Si cette scène-là n’apparaît pas dans l’exposition, elle est cependant une sorte de résumé de son objet : la diffusion et la transformation auprès d’un public jeune d’une musique inventée par des compositeurs à la formation classique. Elle est surtout due à l’évolution de la technique : magnétophones à bandes, premiers synthétiseurs et boîtes à rythmes, jusqu’aux ordinateurs contemporains et la numérisation complète de la musique. Ces « instruments » ouvrent l’exposition avant une sorte d’excursion planétaire.

Première étape : Détroit. La ville de General Motors, mais aussi du fameux label de soul Motown, est déjà sinistrée au début des années 1980. Les usines sont désaffectées et les ghettos noirs sont frappés par le chômage et la politique d’incarcération de masse. En leur sein, certains s’improvisent DJ sans beaucoup de moyens. Le son est sec et rapide, semblant reproduire les bruits répétitifs des chaînes de montage des usines disparues de la ville : celui de la techno.

Deuxième étape : Chicago. Les DJ y ont un style plus enjoué. L’un des plus célèbres est ­Frankie Knuckles, jeune gay noir. La musique électronique sort alors des ghettos et dépasse les frontières ainsi que les barrières sociales, ethniques et sexuelles grâce à la puissance du beat et à la convivialité non-­violente et ouverte à la diversité qu’elle porte. Le Royaume-Uni l’adopte dans ses clubs, comme à Manchester dans la célèbre Hacienda, où, dès 1988, le DJ français Laurent Garnier – aujourd’hui superstar qui signe la magnifique bande-son de l’exposition – va mixer chaque semaine devant des milliers de danseurs. L’arrivée massive du MDMA, ou ecstasy, est aussi un élément déterminant. C’est l’époque des raves, ces immenses fêtes qui ont lieu dans des friches industrielles délaissées ou des champs en plein air, où le son ne dérange aucun voisin. La communauté LGBT adopte alors, en pleine crise du sida, cette musique vive, volonté absolue de ne pas s’éteindre. Sur un pan de mur de l’exposition s’affichent ainsi les slogans adoptés par l’association de malades du sida Act Up-Paris, en forme de défis à l’épidémie, en plus de ses actions militantes : « Danser = vivre » ou « Sida is disco ! »…

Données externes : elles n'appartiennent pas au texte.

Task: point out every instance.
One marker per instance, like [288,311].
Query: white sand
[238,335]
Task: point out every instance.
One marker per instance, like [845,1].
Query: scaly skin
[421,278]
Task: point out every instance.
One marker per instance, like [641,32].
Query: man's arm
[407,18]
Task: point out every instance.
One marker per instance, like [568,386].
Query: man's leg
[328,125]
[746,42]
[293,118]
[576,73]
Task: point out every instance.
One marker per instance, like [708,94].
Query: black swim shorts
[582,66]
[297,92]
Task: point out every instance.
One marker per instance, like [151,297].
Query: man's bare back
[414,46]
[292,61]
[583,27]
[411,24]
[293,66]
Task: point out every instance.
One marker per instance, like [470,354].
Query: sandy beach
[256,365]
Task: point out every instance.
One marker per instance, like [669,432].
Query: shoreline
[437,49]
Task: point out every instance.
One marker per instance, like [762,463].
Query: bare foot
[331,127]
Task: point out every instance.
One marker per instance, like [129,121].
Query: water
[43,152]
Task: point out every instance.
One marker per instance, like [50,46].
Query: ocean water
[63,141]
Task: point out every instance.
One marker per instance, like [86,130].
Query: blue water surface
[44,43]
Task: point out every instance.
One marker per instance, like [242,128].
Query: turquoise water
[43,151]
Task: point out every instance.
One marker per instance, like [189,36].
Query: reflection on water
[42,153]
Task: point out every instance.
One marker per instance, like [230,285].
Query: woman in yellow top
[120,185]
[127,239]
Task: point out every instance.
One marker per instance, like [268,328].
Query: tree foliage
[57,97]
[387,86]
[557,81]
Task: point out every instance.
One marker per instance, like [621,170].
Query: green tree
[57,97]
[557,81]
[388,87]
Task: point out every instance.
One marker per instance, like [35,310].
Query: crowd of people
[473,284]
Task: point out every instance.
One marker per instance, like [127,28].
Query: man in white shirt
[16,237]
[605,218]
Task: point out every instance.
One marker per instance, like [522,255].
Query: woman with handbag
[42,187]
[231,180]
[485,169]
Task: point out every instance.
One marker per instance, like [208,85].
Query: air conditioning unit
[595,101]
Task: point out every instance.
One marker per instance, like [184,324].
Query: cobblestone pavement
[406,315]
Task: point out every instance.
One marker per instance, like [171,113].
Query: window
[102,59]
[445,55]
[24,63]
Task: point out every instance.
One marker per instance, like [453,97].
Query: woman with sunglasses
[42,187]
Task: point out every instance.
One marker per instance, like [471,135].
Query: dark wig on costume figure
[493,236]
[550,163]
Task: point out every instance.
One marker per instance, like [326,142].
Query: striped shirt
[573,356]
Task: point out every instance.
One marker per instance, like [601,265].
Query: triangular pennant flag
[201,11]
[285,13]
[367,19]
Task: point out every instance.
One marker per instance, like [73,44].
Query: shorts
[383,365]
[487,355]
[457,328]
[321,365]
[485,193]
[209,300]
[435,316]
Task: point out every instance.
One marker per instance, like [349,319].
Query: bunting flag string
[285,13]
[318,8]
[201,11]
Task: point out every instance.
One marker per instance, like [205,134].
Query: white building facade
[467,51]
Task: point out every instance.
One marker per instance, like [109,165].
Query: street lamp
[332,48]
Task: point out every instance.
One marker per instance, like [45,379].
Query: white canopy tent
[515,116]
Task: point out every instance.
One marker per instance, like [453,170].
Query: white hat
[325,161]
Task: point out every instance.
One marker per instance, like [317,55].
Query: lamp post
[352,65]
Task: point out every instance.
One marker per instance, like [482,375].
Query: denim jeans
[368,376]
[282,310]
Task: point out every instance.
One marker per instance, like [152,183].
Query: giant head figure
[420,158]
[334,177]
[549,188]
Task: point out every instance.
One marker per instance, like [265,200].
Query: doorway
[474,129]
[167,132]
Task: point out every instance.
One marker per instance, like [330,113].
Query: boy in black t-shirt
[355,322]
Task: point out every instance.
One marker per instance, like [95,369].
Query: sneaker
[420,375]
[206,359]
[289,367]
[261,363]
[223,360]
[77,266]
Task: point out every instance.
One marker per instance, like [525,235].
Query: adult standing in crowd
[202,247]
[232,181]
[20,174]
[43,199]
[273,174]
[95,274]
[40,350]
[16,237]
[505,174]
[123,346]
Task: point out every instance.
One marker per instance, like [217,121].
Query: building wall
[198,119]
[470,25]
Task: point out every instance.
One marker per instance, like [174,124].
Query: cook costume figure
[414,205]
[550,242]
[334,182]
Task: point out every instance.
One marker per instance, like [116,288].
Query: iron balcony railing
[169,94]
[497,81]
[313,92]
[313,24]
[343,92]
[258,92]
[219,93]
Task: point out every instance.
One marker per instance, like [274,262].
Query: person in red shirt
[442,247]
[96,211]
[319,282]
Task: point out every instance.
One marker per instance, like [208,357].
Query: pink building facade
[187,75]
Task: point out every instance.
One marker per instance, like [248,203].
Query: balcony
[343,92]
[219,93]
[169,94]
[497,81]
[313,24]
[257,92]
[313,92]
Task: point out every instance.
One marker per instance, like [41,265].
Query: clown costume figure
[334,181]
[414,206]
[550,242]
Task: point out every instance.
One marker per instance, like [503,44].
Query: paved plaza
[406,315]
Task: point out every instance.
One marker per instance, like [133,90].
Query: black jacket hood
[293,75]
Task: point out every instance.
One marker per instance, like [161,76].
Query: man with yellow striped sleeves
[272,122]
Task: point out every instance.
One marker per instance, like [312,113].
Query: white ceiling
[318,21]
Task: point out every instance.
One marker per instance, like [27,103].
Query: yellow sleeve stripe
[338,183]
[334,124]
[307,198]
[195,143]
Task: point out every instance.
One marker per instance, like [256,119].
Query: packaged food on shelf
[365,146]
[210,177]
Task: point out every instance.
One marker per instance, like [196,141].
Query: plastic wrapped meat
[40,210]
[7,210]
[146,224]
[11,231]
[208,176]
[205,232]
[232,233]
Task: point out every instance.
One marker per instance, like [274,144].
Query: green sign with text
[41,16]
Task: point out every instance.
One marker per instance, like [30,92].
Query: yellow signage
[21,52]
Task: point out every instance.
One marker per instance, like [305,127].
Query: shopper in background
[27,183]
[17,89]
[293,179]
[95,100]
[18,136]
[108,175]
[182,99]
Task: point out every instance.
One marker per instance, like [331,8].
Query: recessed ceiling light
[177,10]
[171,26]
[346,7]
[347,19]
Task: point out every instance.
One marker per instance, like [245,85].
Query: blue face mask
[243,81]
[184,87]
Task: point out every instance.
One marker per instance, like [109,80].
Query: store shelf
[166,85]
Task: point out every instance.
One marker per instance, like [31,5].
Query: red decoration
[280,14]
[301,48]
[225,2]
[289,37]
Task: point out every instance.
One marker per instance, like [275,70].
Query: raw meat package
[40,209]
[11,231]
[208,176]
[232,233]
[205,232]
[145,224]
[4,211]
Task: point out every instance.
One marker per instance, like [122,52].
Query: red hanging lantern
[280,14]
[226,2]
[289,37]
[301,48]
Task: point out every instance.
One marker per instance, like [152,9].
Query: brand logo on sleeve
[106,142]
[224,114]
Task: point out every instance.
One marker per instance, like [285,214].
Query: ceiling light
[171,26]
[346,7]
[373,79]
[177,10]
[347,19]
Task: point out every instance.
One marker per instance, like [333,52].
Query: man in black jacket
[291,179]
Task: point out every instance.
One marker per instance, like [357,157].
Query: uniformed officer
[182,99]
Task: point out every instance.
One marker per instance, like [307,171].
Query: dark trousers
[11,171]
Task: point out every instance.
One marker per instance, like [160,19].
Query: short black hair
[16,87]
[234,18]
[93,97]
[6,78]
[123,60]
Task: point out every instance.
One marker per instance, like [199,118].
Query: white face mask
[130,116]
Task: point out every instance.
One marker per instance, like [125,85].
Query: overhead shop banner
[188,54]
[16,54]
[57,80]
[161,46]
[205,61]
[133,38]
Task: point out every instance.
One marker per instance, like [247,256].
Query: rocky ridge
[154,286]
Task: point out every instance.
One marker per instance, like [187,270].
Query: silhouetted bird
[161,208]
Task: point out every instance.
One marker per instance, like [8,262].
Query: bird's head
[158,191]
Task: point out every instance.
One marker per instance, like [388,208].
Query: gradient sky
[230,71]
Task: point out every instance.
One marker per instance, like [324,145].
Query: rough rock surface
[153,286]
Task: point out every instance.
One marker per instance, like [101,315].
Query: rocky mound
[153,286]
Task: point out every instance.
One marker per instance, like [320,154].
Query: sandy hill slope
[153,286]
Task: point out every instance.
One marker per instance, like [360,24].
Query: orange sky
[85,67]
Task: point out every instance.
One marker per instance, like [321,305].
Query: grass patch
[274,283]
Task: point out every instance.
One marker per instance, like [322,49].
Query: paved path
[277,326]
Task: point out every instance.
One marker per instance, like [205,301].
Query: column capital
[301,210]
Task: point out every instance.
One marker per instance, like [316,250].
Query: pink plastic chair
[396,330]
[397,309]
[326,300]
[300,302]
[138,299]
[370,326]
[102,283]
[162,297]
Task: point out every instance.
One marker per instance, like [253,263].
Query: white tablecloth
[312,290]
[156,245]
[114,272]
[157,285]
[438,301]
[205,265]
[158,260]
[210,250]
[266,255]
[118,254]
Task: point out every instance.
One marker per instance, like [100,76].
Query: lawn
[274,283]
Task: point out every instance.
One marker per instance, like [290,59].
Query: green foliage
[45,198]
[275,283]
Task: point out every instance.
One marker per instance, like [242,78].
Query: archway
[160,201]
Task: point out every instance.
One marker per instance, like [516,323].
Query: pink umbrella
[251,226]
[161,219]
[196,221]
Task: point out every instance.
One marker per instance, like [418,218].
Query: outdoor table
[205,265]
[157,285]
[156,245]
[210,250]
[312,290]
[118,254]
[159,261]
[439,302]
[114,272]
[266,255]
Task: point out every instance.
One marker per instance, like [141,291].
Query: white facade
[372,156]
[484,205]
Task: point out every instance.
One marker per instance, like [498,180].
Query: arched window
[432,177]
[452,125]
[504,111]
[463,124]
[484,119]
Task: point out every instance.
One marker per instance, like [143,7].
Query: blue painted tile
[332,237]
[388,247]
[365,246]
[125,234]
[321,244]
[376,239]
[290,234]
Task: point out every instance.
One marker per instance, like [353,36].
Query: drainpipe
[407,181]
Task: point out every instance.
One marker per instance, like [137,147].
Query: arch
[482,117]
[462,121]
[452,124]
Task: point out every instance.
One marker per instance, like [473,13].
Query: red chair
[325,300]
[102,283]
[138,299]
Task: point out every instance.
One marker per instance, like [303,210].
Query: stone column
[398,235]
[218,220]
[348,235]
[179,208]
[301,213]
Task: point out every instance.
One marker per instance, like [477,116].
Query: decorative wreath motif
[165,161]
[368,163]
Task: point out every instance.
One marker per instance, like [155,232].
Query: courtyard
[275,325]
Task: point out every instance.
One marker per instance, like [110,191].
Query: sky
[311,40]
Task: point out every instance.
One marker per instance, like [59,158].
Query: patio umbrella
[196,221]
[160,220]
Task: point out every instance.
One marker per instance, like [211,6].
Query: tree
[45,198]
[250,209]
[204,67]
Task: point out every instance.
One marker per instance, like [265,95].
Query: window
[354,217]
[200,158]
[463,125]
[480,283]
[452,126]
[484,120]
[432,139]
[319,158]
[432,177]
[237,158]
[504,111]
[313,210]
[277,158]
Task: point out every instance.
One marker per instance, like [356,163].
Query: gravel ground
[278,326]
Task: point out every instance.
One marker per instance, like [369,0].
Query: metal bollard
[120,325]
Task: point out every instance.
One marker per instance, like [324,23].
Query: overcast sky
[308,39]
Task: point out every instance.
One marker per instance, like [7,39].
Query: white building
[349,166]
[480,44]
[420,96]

Souvent décriée alors et mal comprise, la musique électronique fut synonyme d’une « nouvelle manière de danser, plus hédoniste et en phase avec l’émancipation de la communauté afro-américaine, la libération gay et la révolution sexuelle », écrit le critique musical Patrick Thévenin dans le catalogue de l’exposition. Le fait que la Philharmonie de Paris lui consacre aujourd’hui une large rétrospective vient aujourd’hui confirmer ce que le grand DJ de Chicago Frankie Knuckles avait prédit dès 1986 : « Cela prendra peut-être du temps, mais cette musique va marquer durablement son époque. »

Électro.De Kraftwerk à Daft Punk, Philharmonie de Paris-Cité de la musique, jusqu’au 11 août. Catalogue sous la direction de Jean-Yves Leloup (avec Marion Challier et Patrick Thévenin), Textuel, 256 pages, 45 euros.